The infant underwent right hemicolectomy and stoma formation at the site of collar stud abscess after drainage and debridement. The healthy proximal small bowel measured 75cm.

He was tested for cystic fibrosis, and the genetic test was negative. He was established on feed subsequently and stoma was reversed in 6 week time, he has quickly re-established on feed, and at discharge was feeding on demand. At 18 month follow up he was thriving well.


The recognized late complications of necrotizing enterocolitis are intestinal stenosis, internal fistulae, malabsorption and an intervening enterocyst between extensive proximal and distal colonic strictures [3-5]. Enterocyst formation has been reported as late complication of NEC; hitherto there is no report on acute phase postnatal pseudocyst. Recently, pseudocyst following neonatal appendicitis has been reported in a term neonate simulating an intestinal or duodenal duplication cyst but none in the preterm infants in the NEC [6].

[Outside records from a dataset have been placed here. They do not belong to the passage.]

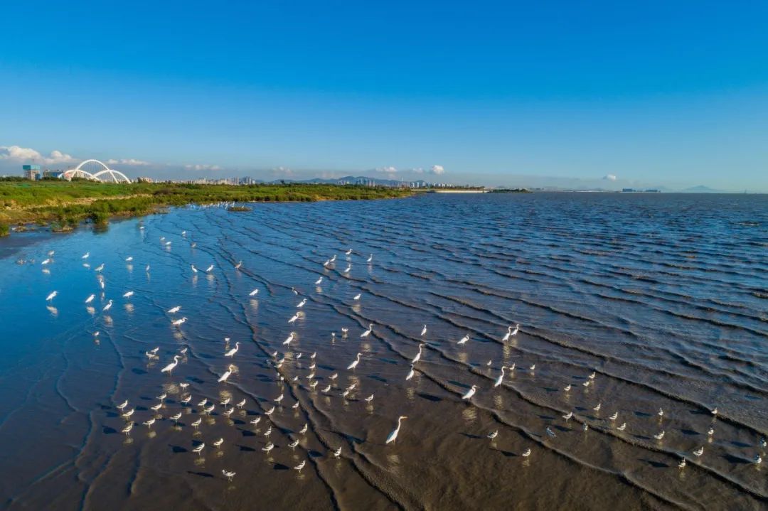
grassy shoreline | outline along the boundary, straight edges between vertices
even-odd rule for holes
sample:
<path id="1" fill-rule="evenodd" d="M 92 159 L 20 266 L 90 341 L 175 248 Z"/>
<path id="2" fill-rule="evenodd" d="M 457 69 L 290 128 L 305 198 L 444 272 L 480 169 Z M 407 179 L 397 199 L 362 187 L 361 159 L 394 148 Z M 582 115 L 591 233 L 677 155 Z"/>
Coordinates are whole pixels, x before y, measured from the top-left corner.
<path id="1" fill-rule="evenodd" d="M 93 181 L 0 180 L 0 236 L 12 226 L 36 223 L 51 230 L 74 229 L 86 220 L 105 226 L 116 216 L 138 216 L 168 206 L 219 202 L 315 202 L 395 199 L 409 190 L 359 185 L 258 184 L 249 186 Z"/>

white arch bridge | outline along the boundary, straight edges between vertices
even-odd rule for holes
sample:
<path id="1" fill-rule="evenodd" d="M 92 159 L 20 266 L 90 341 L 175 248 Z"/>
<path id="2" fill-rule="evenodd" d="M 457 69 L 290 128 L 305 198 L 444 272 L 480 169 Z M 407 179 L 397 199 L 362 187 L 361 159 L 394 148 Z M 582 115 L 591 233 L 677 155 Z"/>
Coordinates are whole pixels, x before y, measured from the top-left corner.
<path id="1" fill-rule="evenodd" d="M 71 180 L 73 177 L 82 177 L 101 183 L 131 183 L 127 176 L 119 170 L 109 168 L 106 163 L 98 160 L 86 160 L 61 174 L 63 180 Z"/>

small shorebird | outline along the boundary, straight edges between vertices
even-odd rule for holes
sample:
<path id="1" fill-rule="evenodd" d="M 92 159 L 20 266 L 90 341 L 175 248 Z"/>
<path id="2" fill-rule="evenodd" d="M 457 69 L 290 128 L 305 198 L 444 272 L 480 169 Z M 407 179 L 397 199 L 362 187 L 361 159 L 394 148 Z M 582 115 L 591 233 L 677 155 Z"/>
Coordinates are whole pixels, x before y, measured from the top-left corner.
<path id="1" fill-rule="evenodd" d="M 348 370 L 354 371 L 355 368 L 357 367 L 357 364 L 360 363 L 360 357 L 361 356 L 362 356 L 362 353 L 358 353 L 357 354 L 357 358 L 356 358 L 354 361 L 353 361 L 352 364 L 350 364 L 349 365 L 348 365 L 346 367 L 346 368 Z"/>
<path id="2" fill-rule="evenodd" d="M 462 396 L 462 399 L 468 400 L 469 398 L 471 398 L 472 396 L 475 395 L 475 393 L 477 392 L 478 388 L 479 387 L 477 385 L 472 385 L 472 388 L 467 391 L 467 393 L 465 394 L 463 396 Z"/>

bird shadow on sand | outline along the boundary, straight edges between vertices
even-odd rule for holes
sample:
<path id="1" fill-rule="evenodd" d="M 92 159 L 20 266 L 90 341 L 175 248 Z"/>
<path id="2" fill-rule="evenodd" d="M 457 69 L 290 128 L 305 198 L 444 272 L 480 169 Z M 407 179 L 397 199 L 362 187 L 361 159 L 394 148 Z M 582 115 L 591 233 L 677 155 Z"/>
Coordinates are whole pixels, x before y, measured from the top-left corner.
<path id="1" fill-rule="evenodd" d="M 701 434 L 698 431 L 694 431 L 694 430 L 680 429 L 680 432 L 682 433 L 686 437 L 698 437 Z"/>
<path id="2" fill-rule="evenodd" d="M 654 468 L 669 468 L 669 465 L 660 461 L 654 461 L 654 460 L 647 460 L 646 458 L 638 458 L 641 461 L 644 461 Z"/>
<path id="3" fill-rule="evenodd" d="M 193 476 L 197 476 L 198 477 L 213 477 L 214 474 L 208 473 L 207 472 L 193 472 L 192 470 L 187 470 L 187 473 L 190 473 Z"/>
<path id="4" fill-rule="evenodd" d="M 516 458 L 516 457 L 518 457 L 518 456 L 519 456 L 518 454 L 516 454 L 515 453 L 513 453 L 511 450 L 503 450 L 502 449 L 494 449 L 493 447 L 488 447 L 488 449 L 491 450 L 495 450 L 497 453 L 501 453 L 502 454 L 503 454 L 505 457 L 506 457 L 508 458 Z"/>
<path id="5" fill-rule="evenodd" d="M 726 460 L 729 463 L 739 463 L 740 465 L 747 465 L 752 463 L 750 460 L 740 458 L 739 457 L 733 456 L 733 454 L 723 454 L 723 459 Z"/>

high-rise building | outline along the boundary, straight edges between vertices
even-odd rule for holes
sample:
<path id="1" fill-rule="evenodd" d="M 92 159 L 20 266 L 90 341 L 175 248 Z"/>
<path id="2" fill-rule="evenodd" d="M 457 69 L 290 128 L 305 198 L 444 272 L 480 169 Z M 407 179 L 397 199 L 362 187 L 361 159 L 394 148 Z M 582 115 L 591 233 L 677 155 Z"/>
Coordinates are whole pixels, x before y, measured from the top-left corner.
<path id="1" fill-rule="evenodd" d="M 34 181 L 40 179 L 39 165 L 22 165 L 22 169 L 24 170 L 24 176 L 28 180 Z"/>

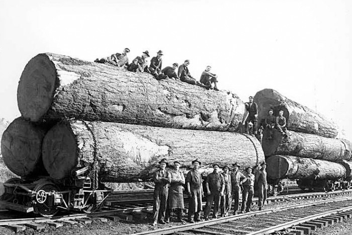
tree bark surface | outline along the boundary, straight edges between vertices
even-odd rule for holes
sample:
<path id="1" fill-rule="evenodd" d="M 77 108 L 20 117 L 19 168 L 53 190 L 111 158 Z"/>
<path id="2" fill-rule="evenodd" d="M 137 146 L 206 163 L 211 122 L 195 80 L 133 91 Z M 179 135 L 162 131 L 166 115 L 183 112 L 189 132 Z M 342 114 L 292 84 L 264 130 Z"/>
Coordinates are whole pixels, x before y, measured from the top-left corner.
<path id="1" fill-rule="evenodd" d="M 19 176 L 45 174 L 41 150 L 45 128 L 22 117 L 13 121 L 3 134 L 1 151 L 6 166 Z"/>
<path id="2" fill-rule="evenodd" d="M 346 174 L 341 164 L 324 160 L 274 155 L 267 159 L 266 162 L 268 177 L 273 180 L 301 179 L 314 175 L 322 180 L 336 180 L 345 177 Z"/>
<path id="3" fill-rule="evenodd" d="M 27 64 L 17 99 L 34 122 L 69 117 L 207 130 L 234 131 L 244 110 L 229 92 L 51 53 Z"/>
<path id="4" fill-rule="evenodd" d="M 339 162 L 352 160 L 352 144 L 343 139 L 326 138 L 319 135 L 290 131 L 283 138 L 274 130 L 274 138 L 269 139 L 269 131 L 263 136 L 263 150 L 266 156 L 289 155 Z"/>
<path id="5" fill-rule="evenodd" d="M 274 110 L 275 116 L 279 116 L 282 110 L 289 130 L 329 138 L 337 135 L 337 127 L 332 121 L 273 89 L 257 92 L 254 101 L 258 104 L 259 121 L 267 117 L 271 108 Z"/>
<path id="6" fill-rule="evenodd" d="M 148 181 L 158 162 L 198 159 L 203 168 L 238 162 L 243 168 L 265 161 L 259 141 L 242 134 L 101 122 L 58 123 L 47 133 L 43 159 L 50 176 L 67 177 L 76 167 L 98 163 L 104 182 Z"/>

Meconium peritonitis is a sterile chemical peritonitis caused by antenatal bowel perforation with intraperitoneal extravasations of the meconium in utero. Meconium pseudocysts are usually associated with bowel obstruction secondary to atresias or cystic fibrosis; our infant had no atresias or other pathology. Raised inflammatory markers, abnormal abdominal radiographs and presence of feed residue in the cysts clearly do not suggest an antenatal event.

The deterioration may be manifested by increasing abdominal distension and tenderness, abdominal wall erythema /and or persistent acidosis, oliguria and cardio-vascular instability. With the availability of newer broad-spectrum antimicrobials, and better supportive measures, the infection is contained, and the neonates run a protracted course, with the development of the pseudocyst.

A fixed loculated abnormal extra luminal gas shadow may be visible on serial abdominal radiographs. The free air and the pus can then track and form a collar stud abscess, which was evident in our case; clinical, laboratory, radiological and operative findings supported these observations. An abdominal mass or abscess with persistent sepsis and worsening clinical features requires surgery [7].

The development of this new presentation of the classic NEC could be due to several reasons. The neonatal team in established cases of NEC prefers straight institution of higher antibiotics rather than staged approach of traditional triple 1st generation antibiotics particularly in very premature and less than 1 Kg birth weight babies. This slows down the rapid progression of the disease and allows time for omental walling off of the diseased segments of bowel. Even if it leads to perforation, it will be limited and walled off perforation rather than free perforation and frank pneumoperitoneum as the baby has bought some more time to build the immune response and higher antibiotics helps in curbing the extent and severity off the disease as well [8-10].

The greater omentum allows for its pockets to be formed and if carefully interpreted it may be possible to find free gas signs [8-10]. Our cases had signs of free gas pockets in the abdominal and decubitus films retrospectively [7, 10].

The development of the collar stud abscess seems to follow the natural neurovascular foramina to get the extension in the subcutaneous plane with an intervening bottleneck of the abdominal wall muscles and fascial layers. Early recognition and appropriate surgical intervention prevents morbidity and mortality.